Short option Long option Description
-i --intensity=<FILE> pool of theoretical intensity curves (generated by FFMAKER)
-m --multipool=<N> this option is deprecated. Users are advised to use FFMAKER to generate pool files that include intensities of all models
-t --times=<INT> number of times to repeat the search (default: 100)
-s --size=<FILE> pool size/statistics list file (generated by FFMAKER)
-g --generation=<N> number of generations (default: 1000)
-e --ensemble=<N> number of ensembles per generation (default: 50)
-c --no-constant Disable constant subtraction (default: enabled)
-o --no-repeated Disable curve repetition in the ensemble (default: disabled)
-w --work-files=<ARG> Enable writing workfiles to track the GA runs (default: disabled)
-a --minimum=<N> minumum number of conformers in selected ensemble (default: 1)
-z --maximum=<N> maximum number of conformers in selected ensemble (default: 50)
  --seed Set the seed for the random number generator.
-v --version Print version information and exit.
-h --help Print a summary of arguments, options, and exit.

Runtime Output

During runtime, a progress output of the calculations is provided.

Graphical Interface

As an alternative to usage from the command-line, GAJOE may also be run through the EOM wizard from the ATSAS Application Launcher.

This wizard allows convenient generation and selection of pools, as well as their processing and analysis with either GAJOE or NNLSJOE. See EOM for more details.

GAJOE Input Files

GAJOE requires exactly one experimental SAS data (.dat) file.

In addition, at least the intensity and ideally the size, as generated by FFMAKER from the pool of models, should be provided.

GAJOE Output Files

Once completed, GAJOE creates a subfolder in the working directory containing all files resulting from the computation. The subfolders are named in the form GAnum where num is the sequential number for each independent run ( e.g. GA001, GA002 etc. ). In each subfolder the following files/folders are written:

File Name Description
GA00n/curve_m/ Folder containing the result of the genetic algorithm for each experimental data set_m_(curve_1, curve_2,… curve_m)
GA00n/curve_m/logFile_00n_m.log Log file. File containing the configuration for the genetic algorithm for the experimental data set_m_.
GA00n/curve_m/profiles_00n_m.fit Fit file. File containing the fit for the best ensemble for the curve_m_.
GA00n/curve_m/Rg_distr_00n_m.dat \(R_g\) distribution file. File containing the \(R_g\) distribution of the selected ensemble for the curve_m_and the \(R_g\) distribution for the pool.
GA00n/curve_m/Size_distr_00n_m.dat Size distribution file. File containing the size distribution of maximum model dimensions (\(D_{\max}\)) of the selected ensemble for the curve_m_, and the size distribution for the pool.
GA00n/curve_m/CaCa_distr_00n_m.dat End-to-end CA-CA size distribution file.
GA00n/curve_m/Volume_distr_00n_m.dat Model volume distribution file.
GA00n/curve_m/pdbs Additionally, a subfolder named pdbs is created, containing the models from the selected ensemble produced in the cycle with the lowest CHI^2 value for the curve_m_.

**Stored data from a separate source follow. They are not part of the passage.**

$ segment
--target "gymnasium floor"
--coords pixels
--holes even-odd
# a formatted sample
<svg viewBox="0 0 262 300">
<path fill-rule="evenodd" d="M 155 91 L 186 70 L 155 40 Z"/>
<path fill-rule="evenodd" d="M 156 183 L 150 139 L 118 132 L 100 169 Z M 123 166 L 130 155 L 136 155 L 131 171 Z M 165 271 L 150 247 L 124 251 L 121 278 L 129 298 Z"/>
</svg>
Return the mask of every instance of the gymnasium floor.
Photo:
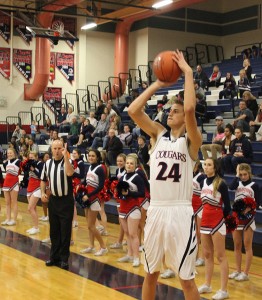
<svg viewBox="0 0 262 300">
<path fill-rule="evenodd" d="M 5 203 L 0 198 L 0 220 L 4 220 Z M 38 207 L 39 215 L 42 208 Z M 48 222 L 40 222 L 40 233 L 28 236 L 26 230 L 32 227 L 27 205 L 19 202 L 16 226 L 0 226 L 0 299 L 141 299 L 144 270 L 141 265 L 116 260 L 125 254 L 124 250 L 110 250 L 102 257 L 93 254 L 79 254 L 88 246 L 88 231 L 84 217 L 78 217 L 79 226 L 73 229 L 75 244 L 71 247 L 70 271 L 57 267 L 47 268 L 44 261 L 49 258 L 49 245 L 41 240 L 48 236 Z M 107 245 L 115 242 L 119 225 L 108 224 L 109 236 L 104 237 Z M 230 272 L 234 270 L 233 252 L 228 251 Z M 230 299 L 261 299 L 262 258 L 254 257 L 250 281 L 229 281 Z M 204 283 L 204 267 L 197 268 L 197 285 Z M 213 276 L 213 291 L 219 289 L 219 268 L 216 263 Z M 211 299 L 206 294 L 202 299 Z M 159 279 L 156 299 L 184 299 L 179 280 Z M 153 299 L 152 299 L 153 300 Z"/>
</svg>

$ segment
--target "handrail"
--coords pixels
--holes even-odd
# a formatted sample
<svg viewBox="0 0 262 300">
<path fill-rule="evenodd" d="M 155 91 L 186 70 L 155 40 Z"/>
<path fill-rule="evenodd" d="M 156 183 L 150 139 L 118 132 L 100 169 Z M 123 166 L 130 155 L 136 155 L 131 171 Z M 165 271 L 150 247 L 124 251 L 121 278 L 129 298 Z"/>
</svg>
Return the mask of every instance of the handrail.
<svg viewBox="0 0 262 300">
<path fill-rule="evenodd" d="M 202 50 L 200 52 L 198 52 L 198 49 L 197 47 L 200 46 L 200 47 L 204 47 L 205 50 Z M 197 64 L 201 64 L 202 63 L 202 58 L 205 58 L 207 56 L 207 45 L 206 44 L 201 44 L 201 43 L 196 43 L 195 44 L 195 48 L 196 48 L 196 54 L 197 54 Z M 200 54 L 202 54 L 202 57 L 200 57 Z"/>
<path fill-rule="evenodd" d="M 247 47 L 247 46 L 251 46 L 249 48 L 252 48 L 252 46 L 257 46 L 258 45 L 258 50 L 260 51 L 262 49 L 262 42 L 255 42 L 255 43 L 252 43 L 252 44 L 243 44 L 243 45 L 238 45 L 238 46 L 235 46 L 235 57 L 238 56 L 238 54 L 241 54 L 242 51 L 244 50 L 243 47 Z M 242 48 L 241 51 L 237 51 L 237 49 L 239 48 Z"/>
</svg>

NOTE: the PDB files in the pdbs folder are NOT the structure of the flexible system but serve as descriptors of the behaviour of the system in solution and are used to generate the \(R_g\) and \(D_{\max}\) distributions and flexibility metrics.

Examples

GAJOE for ensemble selection

Use GAJOE to perform selection from a pool of models:

$ gajoe --intensity intensities.csv --size size_statistics.csv --no-repeated --maximum 50 --minimum 50 datafile.dat

This command runs GAJOE 100 times against the file datafile.dat, using the pool of intensities file intensities.csv and size/statistic file _size_statistics.csv`. No models are repeated and the ensemble size is maintained at a size of 50 members.